More from C. G. Moore

Longtime reader Moore, a Tulane 3L, follows up on his earlier letter (Sept. 2) with this:

I’m back in LA after a few days in TX, and things are getting better here. Necessities are present, and gas prices are coming down. I’ve transfered to LSU for the semester — they’ve been very gracious, taking about 7,000 displaced students — and I just have to re-juggle a new course schedule with work, child care, and commuting home to an area under curfew.

Oh! Something that’s not made national news, as far as I’ve seen: at least 6 looters have been shot in St. Tammany parish (where I live), according to the deputies, and their orders are to shoot to kill. St. Tammany has the highest per-capita income of the state. It’s home to doctors, lawyers, engineers, and scientists. But it’s still a bit wild, apparently.

It’s absolutely mind-blowing to live through this. I think everyone here has had their perspective altered, but it has also helped bind some communities together. It has brought out the best, just as it has brought out the worst.
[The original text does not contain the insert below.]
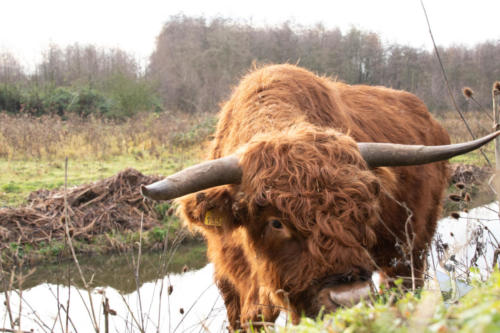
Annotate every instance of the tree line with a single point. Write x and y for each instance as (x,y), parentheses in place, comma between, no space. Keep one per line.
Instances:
(196,61)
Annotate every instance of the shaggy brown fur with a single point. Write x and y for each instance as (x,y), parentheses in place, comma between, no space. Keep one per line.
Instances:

Incidentally, Ted’s comments on the topic of shooting looters touched off a considerable blogospheric discussion the other day; see Point of Law, Sept. 1.
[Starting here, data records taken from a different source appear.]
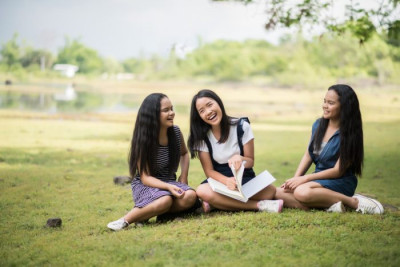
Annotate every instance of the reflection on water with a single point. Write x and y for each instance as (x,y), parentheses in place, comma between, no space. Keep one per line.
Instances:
(67,100)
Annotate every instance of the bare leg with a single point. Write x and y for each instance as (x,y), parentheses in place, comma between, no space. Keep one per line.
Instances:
(289,201)
(222,202)
(181,204)
(313,195)
(265,194)
(157,207)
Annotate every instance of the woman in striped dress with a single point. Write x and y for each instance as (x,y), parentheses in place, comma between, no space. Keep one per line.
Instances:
(157,148)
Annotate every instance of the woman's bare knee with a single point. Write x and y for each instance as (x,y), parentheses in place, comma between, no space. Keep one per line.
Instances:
(162,204)
(302,193)
(204,192)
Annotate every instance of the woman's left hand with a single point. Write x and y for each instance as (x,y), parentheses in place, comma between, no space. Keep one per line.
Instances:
(235,161)
(292,183)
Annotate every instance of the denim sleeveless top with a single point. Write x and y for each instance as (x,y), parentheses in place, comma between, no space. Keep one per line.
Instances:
(329,154)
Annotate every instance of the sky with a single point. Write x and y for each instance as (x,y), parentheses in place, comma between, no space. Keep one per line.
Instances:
(122,29)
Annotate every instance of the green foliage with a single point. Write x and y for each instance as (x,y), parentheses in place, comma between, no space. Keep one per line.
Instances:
(76,53)
(357,19)
(10,52)
(63,167)
(33,57)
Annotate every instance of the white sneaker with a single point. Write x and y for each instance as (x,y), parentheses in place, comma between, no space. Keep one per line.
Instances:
(273,206)
(368,205)
(338,207)
(118,224)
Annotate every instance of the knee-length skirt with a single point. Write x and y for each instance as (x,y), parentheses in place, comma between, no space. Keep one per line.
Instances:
(144,195)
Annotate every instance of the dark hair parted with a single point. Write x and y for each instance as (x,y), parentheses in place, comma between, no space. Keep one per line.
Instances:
(351,132)
(145,139)
(199,128)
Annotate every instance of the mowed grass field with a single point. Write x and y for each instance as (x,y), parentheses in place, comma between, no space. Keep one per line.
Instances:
(62,165)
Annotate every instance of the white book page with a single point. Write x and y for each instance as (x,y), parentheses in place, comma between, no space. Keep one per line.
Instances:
(258,183)
(238,176)
(222,189)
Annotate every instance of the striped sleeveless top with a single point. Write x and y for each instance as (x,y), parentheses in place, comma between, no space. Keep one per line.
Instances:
(162,160)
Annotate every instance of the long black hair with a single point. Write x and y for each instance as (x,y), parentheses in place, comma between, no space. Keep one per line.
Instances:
(351,132)
(199,128)
(144,144)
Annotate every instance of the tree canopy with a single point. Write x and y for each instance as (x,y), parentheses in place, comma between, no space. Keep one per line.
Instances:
(358,18)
Blogger gets nastygram from Monsanto

Tom Philpott, whose Bitter Greens Journal is intended “as a running critique of industrial agriculture, a clearinghouse for info on sustainable farming, and a working manifesto for a liberation politics based on food” has run assorted short items on that blog under the heading “Roundup, Ready”. The phrase plays on the name of the herbicide-resistant “Roundup Ready” seed line of the giant Monsanto corporation, of which Philpott is predictably a fervent critic. Now a Monsanto lawyer has sent him a cease and desist letter warning him to drop the offending term or else. (Aug. 26, Aug. 29, Sept. 2). Monsanto is already notorious for suing a dairy in Maine on the free-speech-chilling theory that it was somehow unfair, misleading or deceptive for the dairy to boast in its advertising that its milk did not contain artificial bovine growth hormones, since there’s nothing wrong with the hormones; see Sept. 17, 2003.
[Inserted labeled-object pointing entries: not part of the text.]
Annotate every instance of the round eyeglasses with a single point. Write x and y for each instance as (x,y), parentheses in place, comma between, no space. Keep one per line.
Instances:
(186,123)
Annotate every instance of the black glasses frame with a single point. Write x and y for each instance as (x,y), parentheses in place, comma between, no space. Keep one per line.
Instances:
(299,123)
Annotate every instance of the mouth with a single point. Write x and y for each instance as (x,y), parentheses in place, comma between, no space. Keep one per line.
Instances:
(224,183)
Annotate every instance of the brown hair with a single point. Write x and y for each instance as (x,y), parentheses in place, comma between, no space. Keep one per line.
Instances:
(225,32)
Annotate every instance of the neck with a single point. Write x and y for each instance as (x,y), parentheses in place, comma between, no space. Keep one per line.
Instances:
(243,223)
Church-aided evacuation plans

Realizing that there were no good plans in place for evacuating the 100,000+ sick or impoverished residents of New Orleans in the event of a hurricane, the Red Cross and a local poverty-action group had been developing a plan to “enlist churches in a vast, decentralized effort to make space for the poor and the infirm in church members’ cars when they evacuate,” according to Bruce Nolan in the July 24 Times-Picayune (reprinted by Brad DeLong). However, Operation Brother’s Keeper had only managed to enlist four churches as participants as of this July. Logistical difficulties posed by the idea were one challenge, but according to Nolan’s reporting another factor was also at work:

although the Archdiocese of New Orleans has endorsed the project in principle, it doesn’t want its 142 parishes to participate until insurance problems have been solved with new legislation that reduces liability risks, Wilkins said.

Teacher’s pet barracuda

Via Lyle Roberts at 10b-5 Daily (Aug. 29), we learn of the latest advance in methods guaranteed to bring us a more ruthless legal profession: “Christopher Waddell, general counsel of the California State Teachers’ Retirement System, said that he uses both bounty and sliding-scale fees in order to ‘incentivize’ his outside counsel to go after personal assets. CalSTRS, the nation’s third-largest public pension fund, has promised its lawyers a 2.5 percent bounty, plus an undisclosed fee, in a pending suit against the former directors of WorldCom.” (Sue Reisinger, “Securities Fraud: Attorneys Are Receiving Bounties for Pursuing Officers and Directors”, Corporate Counsel, Aug. 24). For the reasons most other countries’ legal systems consider contingency fees for lawyers to be unethical, see Chapter 2 (“A Piece of the Action”) of The Litigation Explosion (PDF).